5 thoughts on “Dear Col. Iverson”

  1. Hi Leah,

    Thank you for writing this response to Col. Iverson. And I’m glad you saw my post on their facebook page. I was absolutely infuriated when I hit the pc at 6am and that was the first thing I saw in my feed!!!

    I spent 3 years in pre-nursing studies from 2000 to the end of summer in 2003, and had my middle two children while attending full time. My oldest was a toddler at the time. With the birth of my second child, my midwife told me she had NEVER seen another woman labor like me and she wholeheartedly encouraged me to become a Child Birth Educator. I pursued that along with Doula certification as well because I scratched the RN program, and instead focused on becoming a Licensed Midwife. My younger two children were both born at home and in water. Don’t ask how I successfully juggled all of that LOL! I still wonder myself ­čÖé Insanity maybe!!!

    My children are now 15, 13, 11, and 8. While I was in the process of applying to BirthingWay Midwifery College in Portland, OR (and I was a shoo in for the program), my 13 year old was injured by a vaccine and regressed into severe autism. Fortunately he is now 75-85% recovered, but at the time, I knew that autism, the military, and a life on call 24/7 wasn’t going to mesh, so I withdrew my application. Don’t ask me why I wasn’t as savvy about vaccines as I was about birth. I have to forgive myself daily. Two of my other children were also injured by a vaccine as I still hadn’t made the connection. None of them were vaccinated according to the schedule, nor did they receive all the vaccines they were “supposed” to receive. We no longer vaccinate. I am, however, happy to say my youngest is completely unvaccinated and honestly the healthiest of all four.

    I am extremely passionate about mothers, babes, children, and their health and safety. Men like Col. Iverson are an embarrassment to the military, and men like him set women back, demoralize us, and objectify us. He obviously has serious issues with women in general, and with human sexuality, which is a HUGE problematic character flaw for a man in such a position of power, to possess.

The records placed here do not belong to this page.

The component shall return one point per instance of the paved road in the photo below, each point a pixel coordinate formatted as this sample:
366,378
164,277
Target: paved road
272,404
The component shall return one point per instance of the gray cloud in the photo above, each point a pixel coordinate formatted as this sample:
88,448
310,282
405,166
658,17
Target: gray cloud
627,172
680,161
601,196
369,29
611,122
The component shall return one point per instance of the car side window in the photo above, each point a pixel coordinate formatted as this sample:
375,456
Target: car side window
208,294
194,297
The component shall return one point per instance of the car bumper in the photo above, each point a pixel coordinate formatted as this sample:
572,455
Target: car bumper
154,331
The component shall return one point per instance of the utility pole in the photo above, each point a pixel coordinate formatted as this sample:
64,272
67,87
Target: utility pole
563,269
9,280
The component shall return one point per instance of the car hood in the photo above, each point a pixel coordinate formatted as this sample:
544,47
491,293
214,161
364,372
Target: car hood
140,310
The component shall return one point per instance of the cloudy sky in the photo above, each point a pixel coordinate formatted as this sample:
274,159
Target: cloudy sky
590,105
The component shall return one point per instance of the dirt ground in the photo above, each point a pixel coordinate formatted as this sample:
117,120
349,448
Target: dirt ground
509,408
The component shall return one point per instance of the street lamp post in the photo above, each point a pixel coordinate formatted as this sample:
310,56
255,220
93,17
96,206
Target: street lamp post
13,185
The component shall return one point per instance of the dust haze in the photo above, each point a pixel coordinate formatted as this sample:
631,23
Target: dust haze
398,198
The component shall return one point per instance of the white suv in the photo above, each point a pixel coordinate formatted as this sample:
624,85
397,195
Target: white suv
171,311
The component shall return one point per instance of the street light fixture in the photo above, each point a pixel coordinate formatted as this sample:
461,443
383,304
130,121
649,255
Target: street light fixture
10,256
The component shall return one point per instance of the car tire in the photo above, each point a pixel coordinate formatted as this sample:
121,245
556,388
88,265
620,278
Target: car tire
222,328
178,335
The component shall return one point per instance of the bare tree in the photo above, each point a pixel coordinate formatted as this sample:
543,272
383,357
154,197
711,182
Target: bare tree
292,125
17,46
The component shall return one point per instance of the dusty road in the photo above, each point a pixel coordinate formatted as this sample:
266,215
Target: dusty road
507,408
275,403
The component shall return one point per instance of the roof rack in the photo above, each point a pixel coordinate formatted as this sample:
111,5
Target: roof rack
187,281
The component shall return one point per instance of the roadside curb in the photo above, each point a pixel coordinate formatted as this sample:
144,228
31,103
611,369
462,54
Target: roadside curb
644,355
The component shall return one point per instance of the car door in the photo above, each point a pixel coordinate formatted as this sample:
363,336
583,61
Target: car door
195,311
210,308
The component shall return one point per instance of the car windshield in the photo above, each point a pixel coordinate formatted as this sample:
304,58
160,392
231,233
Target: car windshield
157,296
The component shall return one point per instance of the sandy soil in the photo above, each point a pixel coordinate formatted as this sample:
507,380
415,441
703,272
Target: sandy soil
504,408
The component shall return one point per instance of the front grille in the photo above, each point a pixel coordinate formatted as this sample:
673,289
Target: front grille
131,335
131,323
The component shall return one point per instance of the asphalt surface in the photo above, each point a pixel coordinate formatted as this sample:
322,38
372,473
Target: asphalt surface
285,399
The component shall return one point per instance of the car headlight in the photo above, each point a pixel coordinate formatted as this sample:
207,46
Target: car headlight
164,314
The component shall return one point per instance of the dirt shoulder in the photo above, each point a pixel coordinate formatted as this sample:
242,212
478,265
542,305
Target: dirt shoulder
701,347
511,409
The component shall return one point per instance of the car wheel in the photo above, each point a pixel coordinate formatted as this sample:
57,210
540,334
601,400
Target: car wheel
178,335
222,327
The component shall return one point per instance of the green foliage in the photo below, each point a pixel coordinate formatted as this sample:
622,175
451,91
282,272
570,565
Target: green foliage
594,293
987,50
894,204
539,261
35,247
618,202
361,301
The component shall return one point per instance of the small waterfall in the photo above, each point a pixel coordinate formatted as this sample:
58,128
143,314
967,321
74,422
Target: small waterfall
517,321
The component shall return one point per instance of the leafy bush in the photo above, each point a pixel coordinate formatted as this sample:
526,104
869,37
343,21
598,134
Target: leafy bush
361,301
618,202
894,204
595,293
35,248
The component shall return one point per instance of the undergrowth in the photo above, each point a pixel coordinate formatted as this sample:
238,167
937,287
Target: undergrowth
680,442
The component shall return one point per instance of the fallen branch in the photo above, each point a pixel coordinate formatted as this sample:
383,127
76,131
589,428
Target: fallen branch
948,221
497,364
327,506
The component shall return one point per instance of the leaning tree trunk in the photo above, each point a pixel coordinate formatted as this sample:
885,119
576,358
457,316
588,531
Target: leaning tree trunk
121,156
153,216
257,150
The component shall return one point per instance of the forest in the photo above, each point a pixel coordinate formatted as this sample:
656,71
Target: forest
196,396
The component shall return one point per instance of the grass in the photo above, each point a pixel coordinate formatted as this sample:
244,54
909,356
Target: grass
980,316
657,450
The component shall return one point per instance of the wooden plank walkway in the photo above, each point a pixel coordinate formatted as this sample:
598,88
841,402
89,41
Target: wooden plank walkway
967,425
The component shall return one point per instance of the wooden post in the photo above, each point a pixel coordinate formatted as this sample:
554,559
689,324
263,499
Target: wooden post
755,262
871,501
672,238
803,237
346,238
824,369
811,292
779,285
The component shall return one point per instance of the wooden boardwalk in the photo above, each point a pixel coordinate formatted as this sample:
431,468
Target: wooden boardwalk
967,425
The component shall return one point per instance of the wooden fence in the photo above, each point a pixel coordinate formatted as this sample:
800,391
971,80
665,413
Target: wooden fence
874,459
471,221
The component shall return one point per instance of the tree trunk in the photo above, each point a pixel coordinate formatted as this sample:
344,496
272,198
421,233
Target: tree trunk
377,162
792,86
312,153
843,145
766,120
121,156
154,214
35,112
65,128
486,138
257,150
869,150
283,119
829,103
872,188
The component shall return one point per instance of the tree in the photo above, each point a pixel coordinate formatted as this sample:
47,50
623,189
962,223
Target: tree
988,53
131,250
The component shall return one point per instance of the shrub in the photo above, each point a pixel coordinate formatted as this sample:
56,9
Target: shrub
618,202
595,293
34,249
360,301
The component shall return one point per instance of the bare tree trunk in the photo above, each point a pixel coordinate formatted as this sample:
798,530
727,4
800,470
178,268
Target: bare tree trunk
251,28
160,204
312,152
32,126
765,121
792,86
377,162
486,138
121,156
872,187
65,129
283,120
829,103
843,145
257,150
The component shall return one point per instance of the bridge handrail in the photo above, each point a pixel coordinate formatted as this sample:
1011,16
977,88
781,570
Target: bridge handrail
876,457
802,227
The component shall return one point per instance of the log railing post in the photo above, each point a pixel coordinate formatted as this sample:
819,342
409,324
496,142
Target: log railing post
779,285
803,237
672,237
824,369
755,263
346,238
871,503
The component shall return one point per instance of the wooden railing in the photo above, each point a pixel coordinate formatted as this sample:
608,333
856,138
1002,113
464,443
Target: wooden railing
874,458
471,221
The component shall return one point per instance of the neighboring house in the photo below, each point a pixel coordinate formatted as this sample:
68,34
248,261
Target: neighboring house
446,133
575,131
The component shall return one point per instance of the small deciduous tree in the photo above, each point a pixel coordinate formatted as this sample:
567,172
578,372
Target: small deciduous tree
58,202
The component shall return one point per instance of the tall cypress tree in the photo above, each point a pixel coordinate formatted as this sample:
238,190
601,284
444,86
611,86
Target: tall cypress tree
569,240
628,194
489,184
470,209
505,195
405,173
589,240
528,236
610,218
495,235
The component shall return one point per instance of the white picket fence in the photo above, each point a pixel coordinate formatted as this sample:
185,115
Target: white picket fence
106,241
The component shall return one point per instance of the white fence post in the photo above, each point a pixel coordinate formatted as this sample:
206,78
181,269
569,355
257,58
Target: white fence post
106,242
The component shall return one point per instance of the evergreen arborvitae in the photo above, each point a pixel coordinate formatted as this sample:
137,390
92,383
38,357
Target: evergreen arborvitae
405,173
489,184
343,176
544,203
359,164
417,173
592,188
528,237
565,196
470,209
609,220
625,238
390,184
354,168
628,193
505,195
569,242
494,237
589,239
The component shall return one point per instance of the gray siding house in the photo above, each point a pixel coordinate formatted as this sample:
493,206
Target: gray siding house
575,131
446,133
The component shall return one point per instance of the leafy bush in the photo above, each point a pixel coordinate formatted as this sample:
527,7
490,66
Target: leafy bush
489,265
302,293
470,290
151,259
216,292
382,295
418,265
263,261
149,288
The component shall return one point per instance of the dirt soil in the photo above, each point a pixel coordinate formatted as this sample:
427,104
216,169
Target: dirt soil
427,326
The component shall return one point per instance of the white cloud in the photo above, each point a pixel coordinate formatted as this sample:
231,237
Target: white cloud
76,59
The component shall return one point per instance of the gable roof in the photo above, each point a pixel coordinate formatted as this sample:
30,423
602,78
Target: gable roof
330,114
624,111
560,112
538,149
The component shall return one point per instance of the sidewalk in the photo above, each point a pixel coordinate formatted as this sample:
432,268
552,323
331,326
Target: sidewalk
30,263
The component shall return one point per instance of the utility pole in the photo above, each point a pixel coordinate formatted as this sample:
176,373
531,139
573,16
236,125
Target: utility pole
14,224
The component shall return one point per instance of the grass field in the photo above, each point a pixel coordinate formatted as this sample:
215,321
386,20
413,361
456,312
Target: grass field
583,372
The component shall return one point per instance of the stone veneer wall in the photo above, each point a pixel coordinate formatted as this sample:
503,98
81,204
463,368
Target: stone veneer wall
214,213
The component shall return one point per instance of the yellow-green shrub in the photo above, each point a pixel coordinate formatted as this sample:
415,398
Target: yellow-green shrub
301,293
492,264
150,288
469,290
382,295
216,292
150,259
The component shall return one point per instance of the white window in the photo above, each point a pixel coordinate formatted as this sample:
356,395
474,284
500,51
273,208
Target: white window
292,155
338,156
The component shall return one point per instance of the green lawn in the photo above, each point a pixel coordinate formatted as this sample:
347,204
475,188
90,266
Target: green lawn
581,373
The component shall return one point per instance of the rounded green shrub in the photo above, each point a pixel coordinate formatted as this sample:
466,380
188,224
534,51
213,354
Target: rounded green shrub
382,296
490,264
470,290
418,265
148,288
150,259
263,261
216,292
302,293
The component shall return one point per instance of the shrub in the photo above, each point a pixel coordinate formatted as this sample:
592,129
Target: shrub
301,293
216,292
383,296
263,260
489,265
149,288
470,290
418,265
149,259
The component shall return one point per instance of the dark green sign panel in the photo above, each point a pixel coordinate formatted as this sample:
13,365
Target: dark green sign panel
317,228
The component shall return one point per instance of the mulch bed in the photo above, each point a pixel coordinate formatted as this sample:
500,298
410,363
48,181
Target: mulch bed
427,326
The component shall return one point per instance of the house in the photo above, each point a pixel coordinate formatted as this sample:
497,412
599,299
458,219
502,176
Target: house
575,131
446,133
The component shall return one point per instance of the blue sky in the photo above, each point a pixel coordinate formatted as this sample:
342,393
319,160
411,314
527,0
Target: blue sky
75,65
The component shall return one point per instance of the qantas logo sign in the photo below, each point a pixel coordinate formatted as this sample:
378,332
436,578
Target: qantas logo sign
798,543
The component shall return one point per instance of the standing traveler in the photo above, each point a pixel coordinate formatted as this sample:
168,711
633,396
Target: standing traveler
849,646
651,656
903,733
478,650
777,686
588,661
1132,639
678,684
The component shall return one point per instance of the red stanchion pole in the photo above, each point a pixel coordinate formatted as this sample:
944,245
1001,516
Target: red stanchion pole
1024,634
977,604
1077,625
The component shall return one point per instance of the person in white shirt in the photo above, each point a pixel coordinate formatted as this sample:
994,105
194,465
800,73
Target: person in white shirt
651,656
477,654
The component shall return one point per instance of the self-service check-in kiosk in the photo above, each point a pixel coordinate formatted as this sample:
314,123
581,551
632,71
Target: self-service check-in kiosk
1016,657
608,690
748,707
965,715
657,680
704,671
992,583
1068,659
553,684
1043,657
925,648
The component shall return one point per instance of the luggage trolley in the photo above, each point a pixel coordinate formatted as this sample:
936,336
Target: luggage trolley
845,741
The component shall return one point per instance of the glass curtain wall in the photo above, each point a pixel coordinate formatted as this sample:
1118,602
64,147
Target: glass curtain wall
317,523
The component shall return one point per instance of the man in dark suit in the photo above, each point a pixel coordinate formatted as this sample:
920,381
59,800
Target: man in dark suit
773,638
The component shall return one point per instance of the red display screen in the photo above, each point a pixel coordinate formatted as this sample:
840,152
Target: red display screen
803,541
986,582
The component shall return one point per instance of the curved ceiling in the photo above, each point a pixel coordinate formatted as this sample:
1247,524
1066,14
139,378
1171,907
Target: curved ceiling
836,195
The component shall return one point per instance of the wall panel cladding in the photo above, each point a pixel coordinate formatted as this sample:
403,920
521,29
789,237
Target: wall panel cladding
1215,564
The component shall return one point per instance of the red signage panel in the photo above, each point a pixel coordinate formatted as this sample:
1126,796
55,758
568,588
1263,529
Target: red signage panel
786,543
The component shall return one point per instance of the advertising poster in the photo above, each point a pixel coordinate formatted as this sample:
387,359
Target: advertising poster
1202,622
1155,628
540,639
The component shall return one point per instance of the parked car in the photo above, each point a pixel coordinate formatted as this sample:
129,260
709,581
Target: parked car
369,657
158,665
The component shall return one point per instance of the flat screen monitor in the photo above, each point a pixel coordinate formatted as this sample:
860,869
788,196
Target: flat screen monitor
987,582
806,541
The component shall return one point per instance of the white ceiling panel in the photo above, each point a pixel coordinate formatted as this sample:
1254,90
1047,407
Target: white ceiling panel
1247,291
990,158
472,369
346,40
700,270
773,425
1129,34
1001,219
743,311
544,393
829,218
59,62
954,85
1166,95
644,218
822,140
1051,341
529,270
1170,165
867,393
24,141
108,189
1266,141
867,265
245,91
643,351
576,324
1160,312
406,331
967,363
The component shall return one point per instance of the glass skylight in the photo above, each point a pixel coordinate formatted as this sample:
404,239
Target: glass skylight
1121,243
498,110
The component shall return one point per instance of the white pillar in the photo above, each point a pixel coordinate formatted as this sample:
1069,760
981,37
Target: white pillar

    I didn’t even bother looking up the laws he cited because I was well aware of the Federal law, and having openly breastfed in numerous places on base, including the Commanders office on our base (PANG), I knew he was full of crap. Regardless, I also know that individual base rules, MUST comply with Federal law and his “policy” is in violation.

    So, again, thank you. As much as this infuriated me, it is heartwarming to know that there are other women who are willing to speak up and out, intelligently, even to those in positions of “authority”, and do so without fear. There are too few of us. Believe you me, I know.

    I called an IG investigation for something completely unrelated while I was pregnant with my 8 year old. Leadership at our base failed miserably when my 13 year old had to be hospitalized. I was threatened and by a jackass prior supervising Colonel of my husbands when the IG report came back (same man the IG was essentially about). I knew this was bogus when I read it this morning. I was actually nursing my youngest when he was reading the report. He had asked me to stop feeding her. I told him that I would not and asked if he would like to feed her. He knew he had no legal recourse to force me to do otherwise, but he certainly couldn’t stop looking at my breasts while he was speaking and I was not exposed in anyway. I would have been more exposed if I’d had a swimsuit on. Needless to say, he was basically forced into retirement shortly after.

    If you would like to friend me on fb I would love it, and we probably know many of the people.

    In Kindred Spirit,

  2. Thank you for your letter. It was beautifully written and said everything that needed to be said and addressed all the issues.

  3. Thank you for standing up for the right to nurse in public. i’ve always wondered why it is my problem that others dont like what they’re seeing, and if being a nursing mother means i’ll have to be confined to the walls of my house because it is “unlawful” to feed my baby in public. This is all the more ironic when the base hospital is a huge advocate of breastfeeding.

  4. Miss Leah Wilson wrote an excellent response. I am not only impressed at what she said, but how she said it.

    Very good rebuttal to an outlandish policy.